Incomes in most of rural counties are significantly lower than overall state incomes.
The U.S. Census Bureau reports a per capita income for Wisconsin of $27,426. That is slightly lower than the U.S. ($28,051) but slightly higher than the Midwest ($26,990). Per capita incomes in rural Wisconsin counties range from a low of $14,497 in Menominee County to a high of $30,509 in Door County.
Rural counties with the highest per capita incomes are primarily those located near major metro areas or have a significant tourism sector and a substantial population of higher-than-average income retirees who migrated to the area.
The 20 counties with the lowest per capita incomes in Wisconsin are all rural. Northern Wisconsin rural counties dominate the lowest tier of per capita incomes.
The importance of agriculture is not limited to rural Wisconsin. Some of the most productive agricultural counties in the state are metro counties.
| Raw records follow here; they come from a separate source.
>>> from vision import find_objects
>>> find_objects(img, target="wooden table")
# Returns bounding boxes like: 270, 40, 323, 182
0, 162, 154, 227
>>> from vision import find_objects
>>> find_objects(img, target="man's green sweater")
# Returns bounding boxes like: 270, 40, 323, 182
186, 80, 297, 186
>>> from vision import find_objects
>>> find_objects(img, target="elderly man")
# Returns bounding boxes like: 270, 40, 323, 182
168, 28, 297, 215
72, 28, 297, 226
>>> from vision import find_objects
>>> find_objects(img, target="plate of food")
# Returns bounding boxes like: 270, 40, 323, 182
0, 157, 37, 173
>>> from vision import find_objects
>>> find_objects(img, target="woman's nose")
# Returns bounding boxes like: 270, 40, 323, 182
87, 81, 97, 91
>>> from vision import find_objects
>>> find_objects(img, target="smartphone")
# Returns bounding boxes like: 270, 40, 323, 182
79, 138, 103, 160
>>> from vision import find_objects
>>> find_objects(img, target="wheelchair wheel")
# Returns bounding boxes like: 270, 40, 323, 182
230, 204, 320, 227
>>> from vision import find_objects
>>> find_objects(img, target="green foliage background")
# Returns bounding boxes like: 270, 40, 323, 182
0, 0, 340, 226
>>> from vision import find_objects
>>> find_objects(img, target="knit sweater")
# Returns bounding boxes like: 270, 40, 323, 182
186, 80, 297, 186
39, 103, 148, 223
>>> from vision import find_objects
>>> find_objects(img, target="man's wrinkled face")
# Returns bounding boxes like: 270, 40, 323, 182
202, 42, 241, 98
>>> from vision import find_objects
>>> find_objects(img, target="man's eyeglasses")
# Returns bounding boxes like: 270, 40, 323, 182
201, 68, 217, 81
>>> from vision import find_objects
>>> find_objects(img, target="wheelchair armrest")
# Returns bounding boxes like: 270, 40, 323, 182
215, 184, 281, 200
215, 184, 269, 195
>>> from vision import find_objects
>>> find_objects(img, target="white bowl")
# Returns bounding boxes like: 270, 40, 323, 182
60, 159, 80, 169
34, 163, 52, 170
Dane County ranked first in 2007 in the market value of agricultural products.
Three of the top five agricultural producing counties in Wisconsin were classified as metro (Dane, Marathon and Fond du Lac).
At the other end of the spectrum, four of the five counties in the state producing the lowest market values of agricultural products were very rural (Iron, Forest, Florence and Menominee).
In total, 59.5 percent of all farms and 55 percent of the total market value of agricultural products produced in the state in 2007 were in rural Wisconsin.
According to the USDA, there were 69,756 farms in Wisconsin in 2012, covering 14.6 million acres or 41.9 percent of the state's 34.8 million acres. Almost one-third (32.2 percent) of the state's farms were less than 50 acres while only 8.8 percent were larger than 500 acres.
However, these larger farms accounted for 49 percent of all acres of farmland and 51.7 percent of the market value of all agricultural products produced in the state in 2007. Only 14.2 percent of the farms produced more than $250,000 in 2012, and 3.3 percent produced greater than $500,000 in market value.
The vast majority of farms in the state (86.8 percent) were owned by families or individuals. Family partnerships and corporations owned 12 percent in 2007.
The average principal farm operator was 56.4 years old. Only 5.9 percent of principal operators were less than 35 years old. Over half (56.4 percent) of all principal farm operators in Wisconsin were age 55 and older in 2012. The overwhelming majority (81 percent) have been on their current farm at least 10 years.
Today 195,650 rural residents are estimated to have at least a bachelor's degree, up from 42,558 in 1970.
In 1970, rural Wisconsin residents accounted for 18.7 percent of all state residents with at least a bachelor's degree. The 2008-12 ACS reports that current rural Wisconsin residents hold 19.4 percent of college degrees in the state.
Only five rural counties gained 15- to 24-year-olds during the decade (Jefferson, Grant, Walworth, Portage and Dunn). Three of the five (Grant, Portage and Dunn) are home to four-year University of Wisconsin campuses.
However, these losses were offset by gains in the number of 35- to 54-year-olds. During the same period, there was a net increase of 26,344 in the number of 35- to 54-year olds in the 46 rural Wisconsin counties.
According to the five-year 2008-12 American Community Survey, owners live in 75 percent of all occupied housing units in rural Wisconsin. That compares to owner occupancy rates of 68.6 percent in metro Wisconsin.
Housing in rural Wisconsin counties is newer, with over one quarter of all housing units built since 1990, a slightly higher percentage than Wisconsin as a whole and the United States.
The median value of owner-occupied homes in Wisconsin is $169,000. Only four rural Wisconsin counties have median home values greater than the state median (Jefferson, Vilas, Door and Walworth).
Multiple-unit housing is scarce in much of rural Wisconsin. Single unit homes accounted for 78.1 percent of all rural housing units. That compares to 70.9 percent statewide. Only 4.7 percent of rural housing units are in structures with 10 or more units, compared to 9.9 percent in the state.